Mario José Pantoja Guerra estudia tercer semestre de derecho en la Universidad Popular del Cesar; hace año y medio fue víctima de un atraco a mano armada en el que le robaron todos sus documentos entre ellos la cédula, por lo cual puso la denuncia y gestionó un nuevo documento de identidad, pero la historia no terminó aquí: en octubre del año pasado quiso votar pero no pudo hacerlo, se dirigió a la Registraduría Municipal y le confirmaron que había perdido sus derechos políticos. Comenzó a investigar hasta que descubrió que según las autoridades era responsable de hurto calificado, cargo por el cual había sido condenado en el cuerpo de un suplantador.

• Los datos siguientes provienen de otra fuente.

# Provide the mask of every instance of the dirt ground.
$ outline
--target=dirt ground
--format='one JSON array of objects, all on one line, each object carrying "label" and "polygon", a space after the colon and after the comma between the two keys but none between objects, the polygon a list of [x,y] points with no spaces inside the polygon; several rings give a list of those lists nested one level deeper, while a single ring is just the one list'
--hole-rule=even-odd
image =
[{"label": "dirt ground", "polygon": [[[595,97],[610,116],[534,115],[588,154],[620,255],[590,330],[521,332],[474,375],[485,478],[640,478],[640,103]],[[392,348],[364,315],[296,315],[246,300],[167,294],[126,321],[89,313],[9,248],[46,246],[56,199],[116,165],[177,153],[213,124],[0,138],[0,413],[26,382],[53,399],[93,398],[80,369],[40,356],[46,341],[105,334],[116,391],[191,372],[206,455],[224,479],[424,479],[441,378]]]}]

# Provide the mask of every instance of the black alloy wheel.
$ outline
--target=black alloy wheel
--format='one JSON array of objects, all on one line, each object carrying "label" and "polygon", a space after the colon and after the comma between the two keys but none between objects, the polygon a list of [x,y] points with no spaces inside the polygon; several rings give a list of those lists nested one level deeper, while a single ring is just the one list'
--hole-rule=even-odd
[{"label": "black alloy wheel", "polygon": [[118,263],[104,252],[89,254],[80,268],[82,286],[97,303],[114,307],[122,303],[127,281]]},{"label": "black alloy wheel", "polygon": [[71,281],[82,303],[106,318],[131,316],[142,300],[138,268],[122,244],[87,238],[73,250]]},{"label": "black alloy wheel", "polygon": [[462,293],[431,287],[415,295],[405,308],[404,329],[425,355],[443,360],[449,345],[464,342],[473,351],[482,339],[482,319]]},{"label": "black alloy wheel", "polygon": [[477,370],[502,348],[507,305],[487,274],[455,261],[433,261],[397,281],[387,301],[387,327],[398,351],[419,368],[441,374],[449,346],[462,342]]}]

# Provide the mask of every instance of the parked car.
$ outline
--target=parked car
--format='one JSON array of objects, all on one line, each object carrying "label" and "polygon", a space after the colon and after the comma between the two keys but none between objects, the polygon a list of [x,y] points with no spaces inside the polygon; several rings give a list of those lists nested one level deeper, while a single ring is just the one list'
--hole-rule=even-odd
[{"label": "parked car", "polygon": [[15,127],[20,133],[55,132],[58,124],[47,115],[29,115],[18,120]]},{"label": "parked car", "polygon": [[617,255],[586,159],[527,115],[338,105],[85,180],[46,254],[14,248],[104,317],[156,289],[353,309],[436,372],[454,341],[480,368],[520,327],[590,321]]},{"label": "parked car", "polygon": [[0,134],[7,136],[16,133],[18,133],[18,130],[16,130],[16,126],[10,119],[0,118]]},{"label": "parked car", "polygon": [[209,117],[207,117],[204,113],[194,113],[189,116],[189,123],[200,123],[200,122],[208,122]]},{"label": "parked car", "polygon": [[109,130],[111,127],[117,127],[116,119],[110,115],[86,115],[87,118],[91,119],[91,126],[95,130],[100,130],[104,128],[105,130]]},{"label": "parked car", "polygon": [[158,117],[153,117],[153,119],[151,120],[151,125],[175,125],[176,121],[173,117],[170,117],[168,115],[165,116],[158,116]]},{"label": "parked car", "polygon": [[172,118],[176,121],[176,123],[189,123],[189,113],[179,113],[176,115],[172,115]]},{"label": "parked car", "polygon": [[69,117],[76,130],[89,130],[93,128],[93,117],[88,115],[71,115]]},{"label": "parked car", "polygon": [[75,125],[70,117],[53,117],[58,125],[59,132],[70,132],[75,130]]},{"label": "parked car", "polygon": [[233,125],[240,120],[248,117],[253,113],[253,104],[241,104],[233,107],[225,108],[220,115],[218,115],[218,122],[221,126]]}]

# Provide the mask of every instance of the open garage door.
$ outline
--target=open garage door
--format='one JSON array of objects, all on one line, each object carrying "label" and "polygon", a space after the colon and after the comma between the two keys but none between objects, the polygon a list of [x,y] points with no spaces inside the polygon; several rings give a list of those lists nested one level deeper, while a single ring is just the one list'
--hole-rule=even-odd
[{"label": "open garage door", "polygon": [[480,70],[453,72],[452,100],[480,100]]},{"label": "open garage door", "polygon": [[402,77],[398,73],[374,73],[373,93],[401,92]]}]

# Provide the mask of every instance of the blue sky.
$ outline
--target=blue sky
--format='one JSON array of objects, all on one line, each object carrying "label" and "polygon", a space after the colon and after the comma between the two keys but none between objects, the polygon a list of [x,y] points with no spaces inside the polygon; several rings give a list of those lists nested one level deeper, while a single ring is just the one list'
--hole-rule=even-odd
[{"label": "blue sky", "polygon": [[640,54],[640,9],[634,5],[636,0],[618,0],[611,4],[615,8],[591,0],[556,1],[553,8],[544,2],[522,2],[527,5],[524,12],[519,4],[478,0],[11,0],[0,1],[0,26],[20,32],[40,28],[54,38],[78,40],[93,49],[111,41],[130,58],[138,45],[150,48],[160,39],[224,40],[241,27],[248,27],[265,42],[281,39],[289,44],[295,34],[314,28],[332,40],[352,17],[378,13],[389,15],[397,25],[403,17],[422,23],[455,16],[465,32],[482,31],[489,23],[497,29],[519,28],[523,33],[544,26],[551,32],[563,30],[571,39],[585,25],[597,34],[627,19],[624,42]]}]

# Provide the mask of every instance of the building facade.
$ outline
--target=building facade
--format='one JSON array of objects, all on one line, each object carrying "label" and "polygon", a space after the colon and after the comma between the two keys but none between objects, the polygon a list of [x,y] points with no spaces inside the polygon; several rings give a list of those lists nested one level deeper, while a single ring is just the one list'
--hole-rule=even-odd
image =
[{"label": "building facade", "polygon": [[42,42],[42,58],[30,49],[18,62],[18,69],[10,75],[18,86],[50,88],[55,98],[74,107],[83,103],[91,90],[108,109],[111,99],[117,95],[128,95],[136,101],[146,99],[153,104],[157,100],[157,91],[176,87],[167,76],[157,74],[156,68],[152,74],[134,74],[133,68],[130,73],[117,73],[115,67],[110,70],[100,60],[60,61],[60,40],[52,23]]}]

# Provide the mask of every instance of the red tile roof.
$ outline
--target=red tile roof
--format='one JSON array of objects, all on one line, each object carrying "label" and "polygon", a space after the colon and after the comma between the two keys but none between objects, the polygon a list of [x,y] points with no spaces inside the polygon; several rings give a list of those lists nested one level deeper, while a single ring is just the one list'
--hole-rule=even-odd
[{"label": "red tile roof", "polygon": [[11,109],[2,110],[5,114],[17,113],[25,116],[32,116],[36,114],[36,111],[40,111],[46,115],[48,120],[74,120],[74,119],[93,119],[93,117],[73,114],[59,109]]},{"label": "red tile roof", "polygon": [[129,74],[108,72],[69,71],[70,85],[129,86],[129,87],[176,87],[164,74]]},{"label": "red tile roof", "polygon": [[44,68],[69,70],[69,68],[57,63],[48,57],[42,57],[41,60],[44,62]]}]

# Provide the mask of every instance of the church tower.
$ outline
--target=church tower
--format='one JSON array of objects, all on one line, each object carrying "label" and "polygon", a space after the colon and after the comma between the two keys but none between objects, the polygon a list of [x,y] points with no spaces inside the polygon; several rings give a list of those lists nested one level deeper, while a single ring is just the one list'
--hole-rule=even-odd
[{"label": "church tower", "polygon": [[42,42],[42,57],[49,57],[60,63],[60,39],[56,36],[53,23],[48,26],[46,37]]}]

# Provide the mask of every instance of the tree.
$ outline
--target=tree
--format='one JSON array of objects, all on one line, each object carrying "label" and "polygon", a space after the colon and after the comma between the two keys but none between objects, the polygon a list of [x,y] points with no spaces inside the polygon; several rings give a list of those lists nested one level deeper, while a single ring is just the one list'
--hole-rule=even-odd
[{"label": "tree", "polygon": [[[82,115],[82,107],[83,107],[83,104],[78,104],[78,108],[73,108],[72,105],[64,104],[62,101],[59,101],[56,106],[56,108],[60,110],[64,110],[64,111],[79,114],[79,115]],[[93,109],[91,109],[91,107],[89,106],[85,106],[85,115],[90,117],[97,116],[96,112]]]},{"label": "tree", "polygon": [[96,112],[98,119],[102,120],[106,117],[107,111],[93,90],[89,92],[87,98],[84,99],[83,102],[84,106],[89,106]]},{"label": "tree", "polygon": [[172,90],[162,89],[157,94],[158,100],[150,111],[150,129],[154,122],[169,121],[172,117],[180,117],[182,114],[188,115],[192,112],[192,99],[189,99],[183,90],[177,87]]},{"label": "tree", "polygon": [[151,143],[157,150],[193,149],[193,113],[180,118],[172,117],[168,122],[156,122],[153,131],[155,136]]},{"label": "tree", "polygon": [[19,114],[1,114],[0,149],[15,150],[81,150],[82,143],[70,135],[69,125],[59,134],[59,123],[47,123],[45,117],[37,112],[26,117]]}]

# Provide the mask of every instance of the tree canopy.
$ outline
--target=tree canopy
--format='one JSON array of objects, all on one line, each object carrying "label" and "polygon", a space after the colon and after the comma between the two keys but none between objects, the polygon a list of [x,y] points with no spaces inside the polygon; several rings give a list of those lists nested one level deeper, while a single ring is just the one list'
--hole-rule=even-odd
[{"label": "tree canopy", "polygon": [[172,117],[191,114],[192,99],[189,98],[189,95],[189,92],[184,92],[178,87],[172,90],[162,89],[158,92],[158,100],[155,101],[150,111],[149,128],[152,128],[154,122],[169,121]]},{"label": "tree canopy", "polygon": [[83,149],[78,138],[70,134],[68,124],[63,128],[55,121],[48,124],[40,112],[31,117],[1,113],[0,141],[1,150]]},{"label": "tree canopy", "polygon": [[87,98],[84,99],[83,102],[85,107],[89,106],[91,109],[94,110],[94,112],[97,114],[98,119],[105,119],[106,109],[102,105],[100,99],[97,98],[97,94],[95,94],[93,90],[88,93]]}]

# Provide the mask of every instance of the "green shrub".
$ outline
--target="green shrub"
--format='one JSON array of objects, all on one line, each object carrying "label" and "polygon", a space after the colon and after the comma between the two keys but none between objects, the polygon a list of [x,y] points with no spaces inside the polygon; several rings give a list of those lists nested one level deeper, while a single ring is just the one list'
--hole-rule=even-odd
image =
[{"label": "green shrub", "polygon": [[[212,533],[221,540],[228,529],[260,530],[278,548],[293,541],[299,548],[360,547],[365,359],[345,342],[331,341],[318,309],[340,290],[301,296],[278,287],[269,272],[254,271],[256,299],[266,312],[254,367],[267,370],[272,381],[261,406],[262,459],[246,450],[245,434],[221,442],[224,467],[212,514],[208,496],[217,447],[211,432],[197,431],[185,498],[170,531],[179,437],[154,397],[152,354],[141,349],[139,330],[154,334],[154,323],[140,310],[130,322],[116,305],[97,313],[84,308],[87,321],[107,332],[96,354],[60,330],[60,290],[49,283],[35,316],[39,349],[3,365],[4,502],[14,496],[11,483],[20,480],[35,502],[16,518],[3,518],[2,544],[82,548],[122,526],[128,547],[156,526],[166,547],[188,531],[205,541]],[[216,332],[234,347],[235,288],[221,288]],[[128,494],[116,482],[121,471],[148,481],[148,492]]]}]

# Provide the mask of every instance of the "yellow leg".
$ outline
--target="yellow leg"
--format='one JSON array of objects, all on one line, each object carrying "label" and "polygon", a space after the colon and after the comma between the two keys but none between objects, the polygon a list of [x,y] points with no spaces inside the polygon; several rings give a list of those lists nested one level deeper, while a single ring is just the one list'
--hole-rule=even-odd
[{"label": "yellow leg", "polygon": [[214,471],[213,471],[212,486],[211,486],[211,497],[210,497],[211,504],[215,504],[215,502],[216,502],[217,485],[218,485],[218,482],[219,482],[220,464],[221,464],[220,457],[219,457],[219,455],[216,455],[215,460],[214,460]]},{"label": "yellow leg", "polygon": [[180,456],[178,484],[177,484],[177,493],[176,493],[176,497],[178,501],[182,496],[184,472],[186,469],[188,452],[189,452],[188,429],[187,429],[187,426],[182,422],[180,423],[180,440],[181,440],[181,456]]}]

Señala Pantoja Guerra que cuando revisó el expediente con su abogado, encontraron que las características de la persona que aparece identificada en el mismo, son totalmente distintas a las de él. “Es un caso de falsedad personal, de suplantación en su totalidad, dos direcciones falsas, nombre de padres falsas, lo único que colocó fue el nombre y el número de cédula, de resto las características son totalmente distintas a las mías”, señala.
A su turno, José Padilla abogado del estudiante afirma que la primera diligencia que hace un fiscal y su investigador al momento de presentarse un delito es lo establecido por la ley para individualizar e identificar a la persona implicada”.